What ocean is on the west coast?

Answer

The Pacific Ocean

Explanation

The ocean on the west coast of the United States is the Pacific Ocean, the largest ocean and the largest single feature on Earth, covering about 63.8 million square miles, larger than all the continents combined and accounting for about 46 percent of all ocean water. The Pacific borders five U.S. states (California, Oregon, Washington, Alaska, and Hawaii) and several U.S. Pacific territories (American Samoa, Guam, the Northern Mariana Islands, and several smaller islands and atolls). The contiguous Pacific coastline runs about 1,293 miles from the Strait of Juan de Fuca on the Washington-Canada border to the U.S.-Mexico border at Imperial Beach south of San Diego. Alaska's Pacific coastline including the Aleutian Islands stretches more than 6,640 miles, and Hawaii adds another 750 miles.

The Pacific separates the Americas from East Asia, Australia, and the Pacific Islands. Major U.S. Pacific ports include San Diego, Long Beach, Los Angeles, Oakland, San Francisco, Portland (on the Columbia River), Seattle, Tacoma, and Anchorage. The ports of Los Angeles and Long Beach together handle about 40 percent of all U.S. container imports, much of it from Asia.

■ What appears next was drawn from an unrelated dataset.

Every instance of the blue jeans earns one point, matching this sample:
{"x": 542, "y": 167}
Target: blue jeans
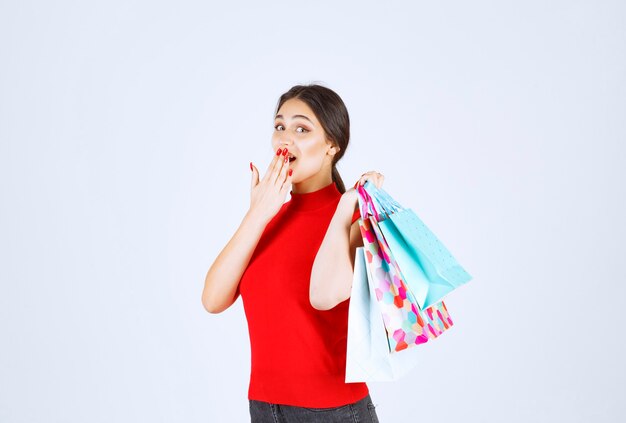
{"x": 362, "y": 411}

The Pacific is geologically active. The Ring of Fire is a horseshoe-shaped band of volcanoes and earthquake zones around the rim of the Pacific, including the Cascade volcanoes in Washington and Oregon (Mount Rainier, Mount St. Helens which erupted on May 18, 1980, Mount Hood) and the Aleutian volcanoes of Alaska. The San Andreas Fault in California marks the boundary between the Pacific and North American tectonic plates and produces frequent earthquakes including the famous 1906 San Francisco earthquake and the 1989 Loma Prieta earthquake.

The Pacific has shaped American history and culture. Ferdinand Magellan named the ocean Mar Pacifico (peaceful sea) during his 1520 to 1521 expedition. American settlers reached the Pacific Northwest along the Oregon Trail in the 1840s, the Pacific coast of California through the Gold Rush of 1848 to 1855, and the trans-Pacific arc through the annexation of Hawaii in 1898 and the Spanish-American War of the same year acquiring the Philippines and Guam. World War II in the Pacific from December 7, 1941 to August 15, 1945 produced major battles at Pearl Harbor, Midway, Guadalcanal, Iwo Jima, and Okinawa. The Pacific Rim economies of China, Japan, Korea, and others became central to American trade in the late twentieth century.

The Pacific contains American territory at the international date line, including American Samoa and the Howland and Baker islands. The U.S. claims a 200 nautical mile Exclusive Economic Zone along its Pacific coastline, including very large zones around Hawaii and the Pacific territories.

Why this matters for your test

Knowing the Pacific is on the West Coast orients applicants to U. S. geography.

The Pacific also shapes American foreign policy, immigration patterns, and economic relations with Asia.